Around the World with Big Finish!
As Big Finish listeners around the world press play on audio dramas, the actors who star in those dramas are also dialling in from all over the globe, recording from their homes.
Since the beginning of the Covid-19 pandemic, Big Finish Productions has occupied a unique position among British entertainment producers, continuing to record and distribute more than 300 hours of full-cast audio drama per year and creating over 2,000 freelance jobs.
The lockdowns presented an opportunity for Big Finish to hire writers, producers, musicians, directors and post-production staff who otherwise might not have been working. Innovative remote recording techniques also enabled the company to work with hundreds of actors across the UK and beyond – including the USA, Canada, Australia, New Zealand and Hong Kong – and even further afield*.
Big Finish senior producer David Richardson said: “The terrible events of the past 18 months have certainly forced many companies to adapt, and Big Finish is no exception. It has required us to embrace new ways of working and, as is often the case when one takes a new avenue, we have found positives in that new direction. One of them has been the fact that it has made us more global in outlook.
“True, in the past we have recorded Michelle Gomez from a studio in Canada, or Alex Kingston down the line from LA (in the days before she moved back to the UK). But now –because the remote recording systems are so good – the world is our oyster. When we needed an Australian cast for Lady Christina 2, director Helen Goldwyn looked to Australia. One of the cast of Doctor Who: The Blazing Hour recorded her role from Greece. Another actor on The God of Phantoms logged in from Vietnam. Just two days ago I was recording with Lalla Ward who is in Hong Kong, and it sounded like she was in my house. One year on and I still find this utterly remarkable.”
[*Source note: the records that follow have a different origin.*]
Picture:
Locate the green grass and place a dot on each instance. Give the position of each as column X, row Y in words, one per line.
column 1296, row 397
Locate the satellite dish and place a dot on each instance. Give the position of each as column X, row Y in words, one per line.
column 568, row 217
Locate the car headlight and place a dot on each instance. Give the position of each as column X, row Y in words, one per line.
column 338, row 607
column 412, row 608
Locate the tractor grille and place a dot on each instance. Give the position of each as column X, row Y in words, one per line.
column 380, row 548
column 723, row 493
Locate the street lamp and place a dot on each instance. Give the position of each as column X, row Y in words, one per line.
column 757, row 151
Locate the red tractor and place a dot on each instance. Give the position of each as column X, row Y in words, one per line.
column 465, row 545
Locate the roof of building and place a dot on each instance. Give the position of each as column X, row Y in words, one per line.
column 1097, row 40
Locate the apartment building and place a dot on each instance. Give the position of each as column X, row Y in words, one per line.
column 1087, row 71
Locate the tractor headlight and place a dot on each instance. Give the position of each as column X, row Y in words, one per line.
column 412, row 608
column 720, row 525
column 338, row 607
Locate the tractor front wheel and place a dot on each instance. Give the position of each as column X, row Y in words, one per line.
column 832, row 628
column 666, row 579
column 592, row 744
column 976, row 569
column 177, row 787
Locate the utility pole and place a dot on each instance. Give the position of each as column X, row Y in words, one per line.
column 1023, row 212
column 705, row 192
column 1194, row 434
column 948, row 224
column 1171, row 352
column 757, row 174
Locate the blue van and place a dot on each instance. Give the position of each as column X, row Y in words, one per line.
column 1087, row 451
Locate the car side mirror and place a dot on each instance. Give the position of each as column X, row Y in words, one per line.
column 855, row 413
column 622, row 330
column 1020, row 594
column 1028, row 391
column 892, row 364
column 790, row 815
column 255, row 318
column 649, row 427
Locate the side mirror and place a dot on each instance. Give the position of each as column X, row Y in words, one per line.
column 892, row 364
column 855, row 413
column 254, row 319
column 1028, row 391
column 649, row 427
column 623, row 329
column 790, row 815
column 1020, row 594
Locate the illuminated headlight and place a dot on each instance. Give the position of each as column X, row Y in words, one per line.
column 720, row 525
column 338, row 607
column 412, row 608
Of recording from Vancouver, Michelle Gomez said: “I recorded Missy sat in a small cupboard, on the floor on a fluffy rug, padded around with lots of cushions. I was in a snowstorm, hadn’t got out the house for three days and was talking to the team out there in the void – and thank god there's somebody out there listening!”
And of recording from his home, David Tennant added: “We recorded Dalek Universe in the spring and summer of 2020, with the world in a very particular place. We recorded these in isolation from our homes, in makeshift booths swathed in duvets!”
So, who knows – as you put on your headphones to listen to the latest volume of your favourite audio adventures, actors could be putting on theirs to record the next instalment anywhere around the world...
*The sky isn’t the limit. The Doctor Who audio adventure, The Gulf, released in May 2021, features a recording of the pulsar PSR B1919+21 located in the constellation of Vulpecula, around 300 light years from Earth. This audio signal is most famous for being represented visually on the cover of the Joy Division album, Unknown Pleasures.